Guest post: Three things my parents did right

October 5, 2007 | 3 comments

By Steve G. (regular commentor and occasional guest blogger — some examples of his writing here and here)

Since Steve doesn’t have his own blog, here is his contribution to the Group Writing Project:

Initially I felt left out on this post. I come from a broken home where my most vivid memory from childhood is sitting at the living room window, looking out on the dark night, and watching my father carrying his suitcase to his girlfriend’s car for the final time.

One of my greatest shocks was as a teenager, proofreading an essay my mother had written, discovering where she talked about the fact that she’d nearly aborted me.

My childhood was filled with a lot of moving from place to place, a fair amount of violence, and an unimaginable amount of emotional abuse.

It’s probably not a surprise that overall, my memories of my childhood are not particularly fond, and even those which are dear, are tinged with a sense of sadness…of what might have been.

One of the most beautiful things about entering into Christ’s love is the reality of the healing that begins to take place. One of the greatest gifts I’ve been given is that despite the pain, I’ve been able to truly forgive my parents.

I’ve been able to attempt to see them as the fallible human beings they are, to try to understand what crosses they bore that led them to make the choices they did. That has been transformative in my life.

It even gives me the ability to find three things that they did right.

1. They gave me life. This should go without saying, but in the modern Western world it does not. When a husband and wife are already on the verge of divorce, their relationship is already horribly broken, and they find out they are pregnant, they’ve got a ready excuse to eliminate such an unwanted problem. They didn’t use the excuse.

Despite all the mess of their lives, they still saw me as worth bringing into the world. For that, I am thankful beyond words.

2. My mother loved me without conditions. She was negligent, she was irresponsible, she moved away to another state when I was only 13 and I saw her only a couple times a year. Nonetheless, she somehow managed to convey to me that she loved me whether I was good in school or not, whether I was a star athlete or not, and regardless of my ‘accomplishments.’

Her love was not performance or behavior dependent, and as little as we saw each other during my teen years, when we did, she conveyed a deep sense that she was just happy to be around me and accepted me for who I was. This was a great gift she gave me and it has served me well in the relationships I’ve participated in throughout my life.

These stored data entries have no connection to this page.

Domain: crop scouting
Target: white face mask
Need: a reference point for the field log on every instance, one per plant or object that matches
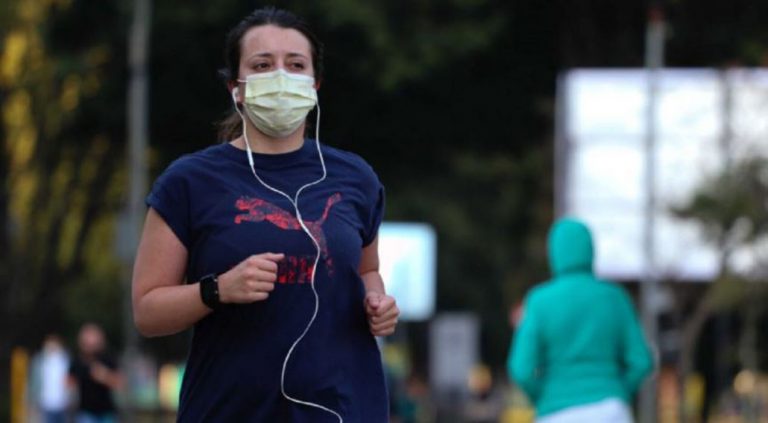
(278, 102)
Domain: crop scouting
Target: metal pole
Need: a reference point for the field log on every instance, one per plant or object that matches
(654, 59)
(138, 52)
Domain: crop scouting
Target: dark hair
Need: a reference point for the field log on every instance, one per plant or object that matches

3. My Dad gave me a love of reading. One of those memories from childhood that was fond was dad taking me on a regular basis to the library. When I asked him a question about the moon, or any other topic I was interested in, it was off to the library we went. I loved having my own library card. I loved bringing a stack of books home to read. I loved it because it was one of the few tender times he provided. It engrained a deep love of reading in my being. Later, when I needed it, books would be my refuge and escape. As an adult, books would be crucial to bringing me into the love of Christ. My love of reading is another gift from my parents, and I thank them for it from the depths of my heart.


  1. :o)

    Steve : What a truly beautiful post. How generous you are to see past the ugly parts of your childhood and find the good. You must be a very strong and loving person.

  2. Abigail

    Steve, thanks for sharing your story. Your “Catholic advice” posts are even more impressive. Thanks for being a model of Christian forgiveness.

  3. SteveG

    :o) and abigail,
    Thank you both so much for your kind words.